The originality of this study lies primarily in the inclusion of isolates from variable geographic zones, revealing a nationwide view of carbapenem resistance in our country. In addition, phenotypic and genotypic analyses were performed, and ertapenem was used to increase the sensitivity in the detection of carbapenem-resistant Enterobacteriaceae. For genotyping purposes, in Acincetobacter and Pseudomonas, we used ERIC-PCR that is a rapid and inexpensive method, practical in limited resource settings. A larger sample contribution from participating hospitals would have been more efficient to analyze clonal relationships.

Looking back into clinical data available from patient profiles at Beirut and Mount Lebanon hospitals showed that some patients were from other countries like Syria, Iraq, or France. Nevertheless, the majority of the patients were Lebanese with underlying malignancy, immune-suppression, severe trauma, or chronic complications of diseases like diabetes, heart disease, or respiratory insufficiency. Some also suffered from nosocomial acquisition of resistant pathogens due to long hospital stays or procedures like catheterization. Few patients were transferred from remote hospitals to others in Beirut to manage critical cases. Such data suggest that carbapenemases might have been present in the country from a long time, and warrant the need for prolonged surveillance studies that may better represent the status of carbapenemase dissemination. In addition, patient transfers from neighboring countries eventually increases the spread of carbapenemase-producers in Lebanon, especially with the demographic changes and public health fluctuations caused by civil war and political instability in the region. This, in turn, raises the need for infection control practices to contain the dissemination of these strains before they become alarming.

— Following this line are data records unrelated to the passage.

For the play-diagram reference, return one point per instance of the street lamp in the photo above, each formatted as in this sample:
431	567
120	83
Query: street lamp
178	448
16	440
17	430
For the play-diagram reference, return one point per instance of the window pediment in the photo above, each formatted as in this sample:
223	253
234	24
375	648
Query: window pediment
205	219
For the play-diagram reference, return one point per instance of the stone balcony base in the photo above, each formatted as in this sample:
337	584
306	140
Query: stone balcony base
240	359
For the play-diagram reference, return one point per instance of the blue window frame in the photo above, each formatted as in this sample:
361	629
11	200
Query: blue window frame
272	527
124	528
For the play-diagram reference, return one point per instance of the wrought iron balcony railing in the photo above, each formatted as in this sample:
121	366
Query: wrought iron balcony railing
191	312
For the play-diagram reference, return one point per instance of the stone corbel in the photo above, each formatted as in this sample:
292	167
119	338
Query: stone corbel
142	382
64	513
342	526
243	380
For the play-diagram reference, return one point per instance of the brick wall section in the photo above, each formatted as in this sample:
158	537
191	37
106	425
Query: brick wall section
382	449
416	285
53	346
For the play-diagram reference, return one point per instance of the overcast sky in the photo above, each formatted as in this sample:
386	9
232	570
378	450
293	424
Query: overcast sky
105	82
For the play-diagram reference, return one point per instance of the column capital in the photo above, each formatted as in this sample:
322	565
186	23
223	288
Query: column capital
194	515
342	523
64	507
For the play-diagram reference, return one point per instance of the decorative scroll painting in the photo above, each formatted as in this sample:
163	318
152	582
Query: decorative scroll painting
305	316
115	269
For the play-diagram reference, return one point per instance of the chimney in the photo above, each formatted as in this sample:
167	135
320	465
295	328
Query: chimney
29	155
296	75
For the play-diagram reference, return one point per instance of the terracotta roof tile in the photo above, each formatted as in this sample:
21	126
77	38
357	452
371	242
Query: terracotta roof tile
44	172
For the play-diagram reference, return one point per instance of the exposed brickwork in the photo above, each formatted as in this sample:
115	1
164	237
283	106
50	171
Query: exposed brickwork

In conclusion, carbapenem-nonsusceptible Enterobacteriaceae are slightly diffusing in Lebanese hospitals and resistance depends predominantly on OXA-48 production. However, carbapenemase-producing A. baumannii and Pseudomonas are highly disseminating with the predominance of OXA-23 and GES-11 in A. baumannii and the occurrence of metallo-β-lactamases IMP and VIM, in Pseudomonas clinical isolates. Responding to the challenges of Gram-negative resistance will require a multifaceted approach including advanced and rapid methodology of detection, improved surveillance, adherence to basic measures of infection control, education, and ongoing research on resistance mechanisms and epidemiology.